As we round the calendar toward Mother's Day, I find myself at best unenthused, and at worst, irritated. It was designed to be this day where we celebrate the mothers in our lives, giving them "a day off," letting them relax, sit back on their motherly thrones, and be worshipped for the maternal goddesses they are. But in reality, it's often just one more day where we as mothers feel the need to be perfect, have the perfect day, to celebrate perfectly. The pressure of Mother's Day can be overwhelming, and it's time we start acknowledging that.
When I picture the second Sunday in May, my throat starts to seize up. It's so much competition over the pomp and frippery that's designed to be some sort of grateful recognition of mothering. It's not that I don't think that mothers deserve all the recognition in the world — they do. It's just that when the whole world is clamoring to give you accolades, mothers — myself included — can sometimes feel the expectation of those accolades as exterior pressure. It becomes just one more thing, one extra task that we need to complete exactly as expected, otherwise we can't be "the perfect mother."
There is this assumption that Mother's Day is a supreme gift to the overworked matriarchs of the world. Mothers are recognized everywhere they go from the moment their eyes open until they drag their exhausted bodies into the cradle of their sheets that evening. Restaurants overflow with women donning the corsages that were pinned to them at church that morning. Mothers and daughters celebrate together at brunches that they planned, eating food that they ordered or prepared — emotional labor once again the burden of the mother. Mothers post on social media the pictures of the artwork their children give to them, the gifts they receive. Prices on roses are even higher than they are on Valentine's Day.
We are told that it should be a day when we can do whatever we want. "Take a nap," "go to the spa," "let the rest of us do the work, for once." But when this respite attaches itself under duress, when the intention for relaxation is based on a manufactured sense of ceremony, the expectation creates undue pressure on the one meant to be experiencing the peace.

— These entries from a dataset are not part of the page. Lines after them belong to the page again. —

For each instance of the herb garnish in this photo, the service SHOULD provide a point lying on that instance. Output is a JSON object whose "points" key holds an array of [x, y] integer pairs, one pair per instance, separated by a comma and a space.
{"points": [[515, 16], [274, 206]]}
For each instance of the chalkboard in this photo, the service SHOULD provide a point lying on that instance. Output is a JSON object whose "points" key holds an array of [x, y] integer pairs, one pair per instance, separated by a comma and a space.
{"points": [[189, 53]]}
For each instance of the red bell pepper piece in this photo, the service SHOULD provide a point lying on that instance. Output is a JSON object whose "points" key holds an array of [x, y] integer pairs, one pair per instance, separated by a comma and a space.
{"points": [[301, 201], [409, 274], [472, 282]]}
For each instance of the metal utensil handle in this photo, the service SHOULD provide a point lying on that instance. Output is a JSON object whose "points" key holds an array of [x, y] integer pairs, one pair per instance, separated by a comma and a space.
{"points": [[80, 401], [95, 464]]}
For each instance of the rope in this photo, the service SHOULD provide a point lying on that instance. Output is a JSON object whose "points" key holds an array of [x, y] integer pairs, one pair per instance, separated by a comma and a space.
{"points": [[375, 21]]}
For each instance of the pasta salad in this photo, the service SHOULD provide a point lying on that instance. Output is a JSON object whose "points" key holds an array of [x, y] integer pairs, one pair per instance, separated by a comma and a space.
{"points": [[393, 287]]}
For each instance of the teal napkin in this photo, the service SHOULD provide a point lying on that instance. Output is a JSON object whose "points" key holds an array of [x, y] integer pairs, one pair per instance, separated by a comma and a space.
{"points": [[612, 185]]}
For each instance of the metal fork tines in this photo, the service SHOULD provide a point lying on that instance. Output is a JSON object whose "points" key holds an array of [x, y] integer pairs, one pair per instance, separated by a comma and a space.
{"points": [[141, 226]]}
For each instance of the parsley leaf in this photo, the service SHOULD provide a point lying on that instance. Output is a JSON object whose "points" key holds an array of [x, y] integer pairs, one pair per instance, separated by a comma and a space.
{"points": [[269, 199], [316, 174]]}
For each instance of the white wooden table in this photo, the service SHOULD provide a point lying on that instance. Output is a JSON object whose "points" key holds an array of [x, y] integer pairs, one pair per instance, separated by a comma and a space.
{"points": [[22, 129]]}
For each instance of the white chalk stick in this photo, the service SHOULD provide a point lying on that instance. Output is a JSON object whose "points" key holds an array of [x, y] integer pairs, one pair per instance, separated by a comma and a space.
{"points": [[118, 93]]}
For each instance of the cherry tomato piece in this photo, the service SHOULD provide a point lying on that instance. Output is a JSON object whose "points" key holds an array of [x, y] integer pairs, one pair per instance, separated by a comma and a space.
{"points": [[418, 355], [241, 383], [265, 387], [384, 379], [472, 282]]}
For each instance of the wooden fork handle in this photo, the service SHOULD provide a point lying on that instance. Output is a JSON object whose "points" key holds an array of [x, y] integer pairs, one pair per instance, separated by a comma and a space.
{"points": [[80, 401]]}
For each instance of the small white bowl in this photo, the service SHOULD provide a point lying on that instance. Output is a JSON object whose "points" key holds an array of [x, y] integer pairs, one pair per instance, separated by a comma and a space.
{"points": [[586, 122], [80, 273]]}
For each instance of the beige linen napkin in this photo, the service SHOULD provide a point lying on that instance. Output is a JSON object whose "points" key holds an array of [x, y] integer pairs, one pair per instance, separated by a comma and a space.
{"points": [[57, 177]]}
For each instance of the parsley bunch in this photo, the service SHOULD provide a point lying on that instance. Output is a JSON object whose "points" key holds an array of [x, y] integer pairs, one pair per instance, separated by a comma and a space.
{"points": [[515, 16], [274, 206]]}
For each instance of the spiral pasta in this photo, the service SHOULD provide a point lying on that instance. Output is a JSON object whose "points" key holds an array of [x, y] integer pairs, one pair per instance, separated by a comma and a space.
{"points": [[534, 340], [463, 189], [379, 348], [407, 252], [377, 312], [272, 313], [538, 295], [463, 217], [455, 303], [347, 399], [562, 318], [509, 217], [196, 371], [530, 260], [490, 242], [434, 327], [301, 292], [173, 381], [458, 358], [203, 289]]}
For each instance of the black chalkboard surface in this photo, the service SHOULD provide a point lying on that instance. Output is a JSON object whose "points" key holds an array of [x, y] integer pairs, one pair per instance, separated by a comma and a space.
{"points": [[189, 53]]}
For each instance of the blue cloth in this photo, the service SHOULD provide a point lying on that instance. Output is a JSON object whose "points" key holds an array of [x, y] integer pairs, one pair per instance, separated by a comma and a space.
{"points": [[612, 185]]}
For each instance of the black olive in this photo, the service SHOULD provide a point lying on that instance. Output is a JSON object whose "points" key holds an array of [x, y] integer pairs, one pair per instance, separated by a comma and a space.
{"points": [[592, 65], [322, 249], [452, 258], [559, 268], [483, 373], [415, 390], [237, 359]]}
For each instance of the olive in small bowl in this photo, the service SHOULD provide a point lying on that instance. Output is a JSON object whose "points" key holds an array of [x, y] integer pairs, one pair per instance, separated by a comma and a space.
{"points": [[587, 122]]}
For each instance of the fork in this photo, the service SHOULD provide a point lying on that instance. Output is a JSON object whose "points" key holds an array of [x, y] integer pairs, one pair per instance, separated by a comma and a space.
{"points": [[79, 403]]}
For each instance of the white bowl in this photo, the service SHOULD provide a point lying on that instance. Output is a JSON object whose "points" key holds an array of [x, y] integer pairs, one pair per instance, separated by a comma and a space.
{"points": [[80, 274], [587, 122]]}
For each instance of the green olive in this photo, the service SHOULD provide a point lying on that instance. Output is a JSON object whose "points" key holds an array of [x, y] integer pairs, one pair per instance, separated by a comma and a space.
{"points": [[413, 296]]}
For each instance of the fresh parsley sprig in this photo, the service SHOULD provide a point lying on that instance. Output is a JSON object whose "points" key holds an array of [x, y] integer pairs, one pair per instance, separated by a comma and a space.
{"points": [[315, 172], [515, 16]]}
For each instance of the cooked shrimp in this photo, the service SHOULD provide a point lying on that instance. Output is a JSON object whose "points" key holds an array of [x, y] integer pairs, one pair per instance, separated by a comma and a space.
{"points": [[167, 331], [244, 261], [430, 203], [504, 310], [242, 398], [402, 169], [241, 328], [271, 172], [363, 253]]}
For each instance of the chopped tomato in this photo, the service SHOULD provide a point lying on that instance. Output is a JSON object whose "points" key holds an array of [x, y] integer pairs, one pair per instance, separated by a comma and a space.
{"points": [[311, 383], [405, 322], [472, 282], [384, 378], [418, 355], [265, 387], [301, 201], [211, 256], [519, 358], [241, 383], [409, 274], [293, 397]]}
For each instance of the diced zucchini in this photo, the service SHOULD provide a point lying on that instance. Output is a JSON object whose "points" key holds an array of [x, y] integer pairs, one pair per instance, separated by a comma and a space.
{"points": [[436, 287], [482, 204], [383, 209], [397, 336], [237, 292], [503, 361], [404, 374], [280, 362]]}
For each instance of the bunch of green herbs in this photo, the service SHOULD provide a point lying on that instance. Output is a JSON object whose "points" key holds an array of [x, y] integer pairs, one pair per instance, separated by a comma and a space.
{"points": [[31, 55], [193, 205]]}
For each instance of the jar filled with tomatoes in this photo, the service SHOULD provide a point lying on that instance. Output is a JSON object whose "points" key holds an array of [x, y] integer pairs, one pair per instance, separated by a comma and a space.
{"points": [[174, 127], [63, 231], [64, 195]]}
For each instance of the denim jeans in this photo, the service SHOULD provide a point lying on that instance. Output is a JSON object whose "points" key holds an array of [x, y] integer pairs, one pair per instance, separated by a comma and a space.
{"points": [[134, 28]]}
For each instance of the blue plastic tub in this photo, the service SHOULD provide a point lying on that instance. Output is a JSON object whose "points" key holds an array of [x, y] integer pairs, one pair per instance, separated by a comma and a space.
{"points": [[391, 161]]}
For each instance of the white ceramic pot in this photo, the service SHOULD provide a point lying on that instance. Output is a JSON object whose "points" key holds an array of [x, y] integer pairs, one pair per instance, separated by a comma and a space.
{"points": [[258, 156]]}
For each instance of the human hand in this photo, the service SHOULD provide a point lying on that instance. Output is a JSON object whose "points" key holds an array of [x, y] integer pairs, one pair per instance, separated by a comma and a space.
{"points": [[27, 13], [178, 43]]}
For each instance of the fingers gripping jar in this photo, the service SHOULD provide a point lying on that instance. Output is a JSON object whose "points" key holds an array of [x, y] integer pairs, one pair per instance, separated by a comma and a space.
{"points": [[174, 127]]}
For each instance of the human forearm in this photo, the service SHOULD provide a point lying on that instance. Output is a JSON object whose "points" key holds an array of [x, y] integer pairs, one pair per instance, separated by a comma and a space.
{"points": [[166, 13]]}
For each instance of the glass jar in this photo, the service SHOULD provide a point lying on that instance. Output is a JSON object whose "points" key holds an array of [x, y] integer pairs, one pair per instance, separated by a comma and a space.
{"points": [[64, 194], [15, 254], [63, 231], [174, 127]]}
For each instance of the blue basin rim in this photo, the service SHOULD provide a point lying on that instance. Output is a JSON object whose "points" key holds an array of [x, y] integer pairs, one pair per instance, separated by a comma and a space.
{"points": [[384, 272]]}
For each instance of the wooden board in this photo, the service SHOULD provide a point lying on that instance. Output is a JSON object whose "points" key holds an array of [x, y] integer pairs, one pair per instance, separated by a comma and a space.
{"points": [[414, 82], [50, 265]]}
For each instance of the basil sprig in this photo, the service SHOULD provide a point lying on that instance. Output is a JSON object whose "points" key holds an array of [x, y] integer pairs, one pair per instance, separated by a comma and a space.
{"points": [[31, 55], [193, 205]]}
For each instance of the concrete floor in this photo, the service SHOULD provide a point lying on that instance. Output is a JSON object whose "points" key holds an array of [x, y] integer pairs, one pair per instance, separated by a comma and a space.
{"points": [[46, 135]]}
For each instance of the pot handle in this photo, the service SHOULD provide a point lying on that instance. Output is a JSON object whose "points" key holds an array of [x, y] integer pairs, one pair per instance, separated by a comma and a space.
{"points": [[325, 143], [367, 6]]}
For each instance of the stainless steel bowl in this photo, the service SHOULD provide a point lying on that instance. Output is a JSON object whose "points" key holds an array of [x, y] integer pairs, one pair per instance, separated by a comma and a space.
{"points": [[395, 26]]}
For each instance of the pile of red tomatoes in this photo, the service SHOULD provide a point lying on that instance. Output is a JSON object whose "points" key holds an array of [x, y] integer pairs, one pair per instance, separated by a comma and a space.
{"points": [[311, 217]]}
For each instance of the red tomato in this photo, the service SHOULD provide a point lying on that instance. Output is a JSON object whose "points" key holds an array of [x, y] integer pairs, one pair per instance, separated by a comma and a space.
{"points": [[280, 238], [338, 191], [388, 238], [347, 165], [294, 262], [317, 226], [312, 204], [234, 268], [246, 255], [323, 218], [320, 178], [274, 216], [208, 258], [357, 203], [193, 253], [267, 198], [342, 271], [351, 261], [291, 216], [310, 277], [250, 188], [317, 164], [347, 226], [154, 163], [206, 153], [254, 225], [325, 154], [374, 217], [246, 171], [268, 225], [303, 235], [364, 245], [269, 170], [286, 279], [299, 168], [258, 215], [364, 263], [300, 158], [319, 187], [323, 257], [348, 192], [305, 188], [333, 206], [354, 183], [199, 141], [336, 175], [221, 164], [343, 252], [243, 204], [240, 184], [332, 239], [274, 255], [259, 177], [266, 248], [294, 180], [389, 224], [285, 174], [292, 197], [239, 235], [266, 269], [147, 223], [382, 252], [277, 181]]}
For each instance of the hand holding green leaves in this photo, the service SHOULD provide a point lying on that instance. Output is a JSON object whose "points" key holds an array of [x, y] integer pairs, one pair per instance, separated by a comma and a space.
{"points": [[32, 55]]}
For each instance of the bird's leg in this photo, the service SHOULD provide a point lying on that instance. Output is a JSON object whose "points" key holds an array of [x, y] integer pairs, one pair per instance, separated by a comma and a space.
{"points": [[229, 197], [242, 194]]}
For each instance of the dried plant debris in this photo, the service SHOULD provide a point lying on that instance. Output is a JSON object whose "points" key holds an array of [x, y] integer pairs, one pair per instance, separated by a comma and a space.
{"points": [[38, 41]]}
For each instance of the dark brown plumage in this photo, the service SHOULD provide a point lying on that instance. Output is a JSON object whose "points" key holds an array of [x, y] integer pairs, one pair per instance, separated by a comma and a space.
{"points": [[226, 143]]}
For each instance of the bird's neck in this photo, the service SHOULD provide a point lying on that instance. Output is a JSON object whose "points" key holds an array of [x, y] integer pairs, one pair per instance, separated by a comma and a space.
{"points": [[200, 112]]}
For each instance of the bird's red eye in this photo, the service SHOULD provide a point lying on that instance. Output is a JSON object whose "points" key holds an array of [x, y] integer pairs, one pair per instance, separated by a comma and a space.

If your partner is not a planner, if you have to work, if you find yourself mired in the quixotic nature of Mother's Day, forced to abandon your plans, it can feel like a loss or a personal failure.
My husband is sweet, and he has many great qualities, but planning for things like a Mother's Day Brunch or a spa day is not one of them. To be fair, I'm insanely picky when it comes to things like that. I micromanage. I am the one who always picks out every restaurant we go to, every meal we eat. It has always been this way. And I feel like I shouldn't have to plan my own Mother's Day. I shouldn't need to make the choices, but at the same time, I worry that any other choice would be the wrong choice. I worry that the restaurant would be too crowded, that I wouldn't like the food, or that the kids wouldn't be dressed appropriately. At least if I am the one planning it, I can only be upset with myself if something goes awry.
And I know that I'm not the only one who has this problem. Many of my mom friends have chatted to me that they want to give over those reins, but because this sort of task has always fallen to them, they feel responsible for it even when it supposedly should be handled by someone else.
The pressure of Mother's Day isn't only in the perceived need for the "perfect" day. It's also in the fact that it can be an emotional battle for many of us. Not everyone has a mother. Some of us don't have great relationships with our mothers, or we don't know how to navigate that space. Single moms face the same expectations for Mother's Day, but they don't have the same support system, so the pressure is even higher for them. They must be planner, party, and parent all wrapped in one. The weight could be excruciating.
I am not arguing that we should do away with Mother's Day — not entirely. I am merely suggesting that we take a step back from the pressure of perfection and allow the day to go as it will. Maybe you celebrate it that Sunday, maybe you choose an arbitrary day in another month that works for you. You can relieve yourself of the burden of the presupposed ideals, and instead enjoy the moments as they come. We are given so few, why allow others encumbrances to be your own?